Auf jeden Fall wird unzureichender Datenschutz Unternehmen teurer zu stehen kommen. Dafür soll ein Katalog sorgen, der Datenschutzvergehen in drei Stufen je nach Schwere abstuft und entsprechende Bußgelder vorsieht. Schon die unterste Stufe mit Bußgeldern bis zu 250.000 Euro oder bei Unternehmen bis zu 0,5 Prozent des weltweiten Jahresumsatzes kann weitaus höher sein als die jetzigen Höchstgrenzen in Deutschland. Auf der zweiten Stufe sollen bei Verstößen bis zu 500.000 Euro oder bis zu 1 Prozent des jährlichen weltweiten Umsatzes fällig werden. In schwerwiegenden Fällen sind sogar Bußgelder bis zu 1 Millionen Euro oder bis zu 2 Prozent des Jahresumsatzes möglich. Dabei fallen unter die schwerste Stufe z.B. auch rein formelle Vergehen, wie die fehlende Bestellung eines Datenschutzbeauftragten oder fehlende interne Datenschutz-Richtlinien.

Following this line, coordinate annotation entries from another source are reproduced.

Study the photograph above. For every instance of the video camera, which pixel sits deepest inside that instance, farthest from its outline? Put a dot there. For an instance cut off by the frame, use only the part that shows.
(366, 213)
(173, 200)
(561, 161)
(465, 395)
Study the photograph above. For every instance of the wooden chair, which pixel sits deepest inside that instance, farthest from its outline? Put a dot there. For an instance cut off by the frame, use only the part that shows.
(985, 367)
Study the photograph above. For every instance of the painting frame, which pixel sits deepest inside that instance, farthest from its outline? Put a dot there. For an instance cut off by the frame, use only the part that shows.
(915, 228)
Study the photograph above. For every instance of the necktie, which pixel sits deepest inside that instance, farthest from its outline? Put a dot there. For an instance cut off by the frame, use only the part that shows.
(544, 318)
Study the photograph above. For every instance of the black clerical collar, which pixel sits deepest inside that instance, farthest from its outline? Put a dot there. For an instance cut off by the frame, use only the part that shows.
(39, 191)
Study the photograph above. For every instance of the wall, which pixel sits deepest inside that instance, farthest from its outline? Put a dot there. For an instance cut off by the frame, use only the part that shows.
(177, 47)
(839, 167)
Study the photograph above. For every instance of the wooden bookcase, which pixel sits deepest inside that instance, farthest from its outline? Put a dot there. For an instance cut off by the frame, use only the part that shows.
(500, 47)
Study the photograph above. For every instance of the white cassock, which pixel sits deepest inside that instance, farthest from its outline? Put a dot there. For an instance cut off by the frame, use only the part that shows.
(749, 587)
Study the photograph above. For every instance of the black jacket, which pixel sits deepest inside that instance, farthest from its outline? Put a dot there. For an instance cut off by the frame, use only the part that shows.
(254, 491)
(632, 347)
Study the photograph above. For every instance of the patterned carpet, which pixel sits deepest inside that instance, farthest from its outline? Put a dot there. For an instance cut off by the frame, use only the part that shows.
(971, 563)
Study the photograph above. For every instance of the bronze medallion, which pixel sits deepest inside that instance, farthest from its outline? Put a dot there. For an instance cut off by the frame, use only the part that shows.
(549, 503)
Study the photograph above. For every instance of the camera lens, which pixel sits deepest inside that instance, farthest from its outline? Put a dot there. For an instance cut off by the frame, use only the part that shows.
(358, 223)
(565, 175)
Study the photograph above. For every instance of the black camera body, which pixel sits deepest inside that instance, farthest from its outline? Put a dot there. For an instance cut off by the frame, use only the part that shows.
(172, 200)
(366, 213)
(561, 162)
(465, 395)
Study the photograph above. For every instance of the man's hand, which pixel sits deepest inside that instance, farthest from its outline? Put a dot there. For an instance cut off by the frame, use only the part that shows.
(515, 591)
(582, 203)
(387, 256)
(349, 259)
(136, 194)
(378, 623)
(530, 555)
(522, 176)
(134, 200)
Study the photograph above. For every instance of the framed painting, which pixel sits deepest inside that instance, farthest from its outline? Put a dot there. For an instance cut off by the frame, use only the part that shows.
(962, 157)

Fazit von Bernd Fuhlert: Noch ist endgültig nichts entschieden. Nur eines dürfte gewiss sein: Der Datenschutz wird nicht etwa ab- sondern wahrscheinlich zunehmen. Die entsprechenden EU-Bestimmungen könnten schon 2013 verabschiedet werden und nach einer geplanten Übergangsphase von zwei Jahren den Datenschutzalltag in Deutschland bestimmen. Darauf sollten sich alle Unternehmen früh genug einstellen.